The Steve Jobs Of China
Rebecca Fannin
Alibaba's Jack Ma shows off his marketing flair at the annual AliFest summit.
Forbes column, 9/14/2010
Hangzhou, China -- If there is a Steve Jobs of China, it is Jack Ma, the founder and leader of Alibaba, China's largest e-commerce group. No other Chinese entrepreneur has the Jobs-like star quality, strategic vision and flair for promotion that Ma does.
Each September Ma can be found on stage at his annual AliFest in Hangzhou, the Chinese city known for its scenic West Lake and the home base for Alibaba. Labeled a "Netpreneur Summit," AliFest is, in effect, a love fest for Alibaba, its maverick founder and its accomplishments, which in ten years has gone from rising Chinese Internet startup to publicly listed player with global ambitions. In 2009, Alibaba earned $148 million on roughly $573 million in revenues (RMB 3.874 billion) and currently sports an $11 billion (RMB 77 billion) market capitalization. Yahoo invested $1 billion in Alibaba back in 2005 for a 40% stake.

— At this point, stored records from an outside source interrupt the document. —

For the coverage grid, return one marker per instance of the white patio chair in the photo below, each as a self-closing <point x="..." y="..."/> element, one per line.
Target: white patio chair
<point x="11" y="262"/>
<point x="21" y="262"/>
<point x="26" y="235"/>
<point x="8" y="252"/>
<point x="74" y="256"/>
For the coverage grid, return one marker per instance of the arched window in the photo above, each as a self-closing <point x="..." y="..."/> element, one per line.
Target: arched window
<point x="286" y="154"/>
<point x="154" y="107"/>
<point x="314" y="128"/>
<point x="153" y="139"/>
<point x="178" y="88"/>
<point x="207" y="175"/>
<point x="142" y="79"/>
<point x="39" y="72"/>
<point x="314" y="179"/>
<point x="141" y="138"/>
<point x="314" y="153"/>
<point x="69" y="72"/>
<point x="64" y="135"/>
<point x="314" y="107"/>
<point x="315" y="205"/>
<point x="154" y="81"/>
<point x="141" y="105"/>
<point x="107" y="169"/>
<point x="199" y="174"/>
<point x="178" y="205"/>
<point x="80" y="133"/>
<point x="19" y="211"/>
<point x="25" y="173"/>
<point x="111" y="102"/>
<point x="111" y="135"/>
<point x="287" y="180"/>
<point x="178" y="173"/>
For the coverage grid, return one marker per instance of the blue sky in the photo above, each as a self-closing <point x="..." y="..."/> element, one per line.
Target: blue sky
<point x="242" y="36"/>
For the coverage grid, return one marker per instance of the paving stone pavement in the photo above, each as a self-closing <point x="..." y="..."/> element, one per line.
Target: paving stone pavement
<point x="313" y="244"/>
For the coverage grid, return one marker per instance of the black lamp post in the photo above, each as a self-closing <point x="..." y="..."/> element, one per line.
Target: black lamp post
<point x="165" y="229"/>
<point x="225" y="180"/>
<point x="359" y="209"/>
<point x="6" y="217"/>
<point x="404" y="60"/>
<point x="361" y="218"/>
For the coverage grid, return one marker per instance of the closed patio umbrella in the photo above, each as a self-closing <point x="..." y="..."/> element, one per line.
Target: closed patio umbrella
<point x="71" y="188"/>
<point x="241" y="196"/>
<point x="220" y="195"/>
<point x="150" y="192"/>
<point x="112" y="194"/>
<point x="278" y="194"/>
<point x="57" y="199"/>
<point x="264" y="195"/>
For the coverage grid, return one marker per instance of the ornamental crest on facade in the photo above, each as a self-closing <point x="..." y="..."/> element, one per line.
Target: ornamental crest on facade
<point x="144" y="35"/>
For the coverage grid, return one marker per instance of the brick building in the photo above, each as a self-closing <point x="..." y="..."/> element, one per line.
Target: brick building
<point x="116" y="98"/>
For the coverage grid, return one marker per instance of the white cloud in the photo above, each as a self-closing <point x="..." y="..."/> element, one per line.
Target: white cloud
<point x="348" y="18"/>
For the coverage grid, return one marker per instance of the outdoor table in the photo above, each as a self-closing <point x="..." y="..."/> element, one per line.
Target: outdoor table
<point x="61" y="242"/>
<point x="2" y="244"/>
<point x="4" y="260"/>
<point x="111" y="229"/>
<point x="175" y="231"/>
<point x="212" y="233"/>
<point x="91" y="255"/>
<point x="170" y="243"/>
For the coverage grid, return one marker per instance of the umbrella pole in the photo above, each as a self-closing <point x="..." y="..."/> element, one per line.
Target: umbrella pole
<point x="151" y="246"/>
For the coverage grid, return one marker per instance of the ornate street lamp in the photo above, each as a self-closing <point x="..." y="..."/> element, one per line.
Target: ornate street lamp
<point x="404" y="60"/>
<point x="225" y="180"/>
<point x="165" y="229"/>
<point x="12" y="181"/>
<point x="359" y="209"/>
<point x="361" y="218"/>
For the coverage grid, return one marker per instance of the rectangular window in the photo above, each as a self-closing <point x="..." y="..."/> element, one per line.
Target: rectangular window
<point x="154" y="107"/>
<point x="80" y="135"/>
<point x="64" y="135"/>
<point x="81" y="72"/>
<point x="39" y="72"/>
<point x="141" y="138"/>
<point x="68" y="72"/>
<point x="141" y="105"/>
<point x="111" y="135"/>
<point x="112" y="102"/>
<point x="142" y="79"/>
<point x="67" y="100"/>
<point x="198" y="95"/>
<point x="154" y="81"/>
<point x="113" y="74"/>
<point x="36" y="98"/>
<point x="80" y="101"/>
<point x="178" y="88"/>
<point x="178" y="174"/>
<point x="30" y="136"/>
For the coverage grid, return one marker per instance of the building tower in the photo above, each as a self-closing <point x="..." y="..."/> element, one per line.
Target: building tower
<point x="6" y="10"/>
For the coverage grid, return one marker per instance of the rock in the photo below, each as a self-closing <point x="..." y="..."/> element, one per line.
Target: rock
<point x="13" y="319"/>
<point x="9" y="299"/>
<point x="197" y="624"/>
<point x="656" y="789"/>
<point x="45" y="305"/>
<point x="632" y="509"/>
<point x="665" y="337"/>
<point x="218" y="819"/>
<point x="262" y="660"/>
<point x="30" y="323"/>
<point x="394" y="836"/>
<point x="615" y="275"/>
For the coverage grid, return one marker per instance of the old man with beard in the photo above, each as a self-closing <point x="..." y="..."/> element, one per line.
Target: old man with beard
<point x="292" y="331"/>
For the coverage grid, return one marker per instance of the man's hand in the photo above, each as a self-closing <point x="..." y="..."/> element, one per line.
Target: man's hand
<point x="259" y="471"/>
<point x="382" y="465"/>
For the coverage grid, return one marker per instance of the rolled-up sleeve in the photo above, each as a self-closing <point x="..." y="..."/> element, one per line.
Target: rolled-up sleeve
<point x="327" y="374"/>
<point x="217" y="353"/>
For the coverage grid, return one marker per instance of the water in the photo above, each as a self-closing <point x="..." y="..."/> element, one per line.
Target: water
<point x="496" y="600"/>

This year's summit, held on Sept. 10, was on Ma's 46th birthday. To help him celebrate, Alibaba put on a show of impressive speakers: California Governor Arnold Schwarzenegger (on his first stop of a week-long trade mission), the U.S. Ambassador to China John Huntsman, and even a rival, eBay President and CEO John Donahoe. Last year's AliFest featured basketball legend Kobe Bryant and former U.S. President Bill Clinton.
Each one of these speakers complimented Ma for building Alibaba into an online trading platform for small businesses and creating millions of jobs. All called Ma a good friend, and presented him with a gift onstage.
Schwarzenegger gifted Ma with dark sunglasses and a form-fitting leather jacket, which Ma promptly put on. On cue, some 300 Chinese journalists and dozens of international reporters from madly snapped photos and shot video.
Later, at an Alibaba press conference, Schwarzenegger posed for more photographs and fielded questions as attendees were told that Alibaba aims to create 100,000 jobs in the U.S. (mostly in California, if the "Governator" has his way) and develop a Schwarzenegger-branded scholarship to train youngsters to be entrepreneurs.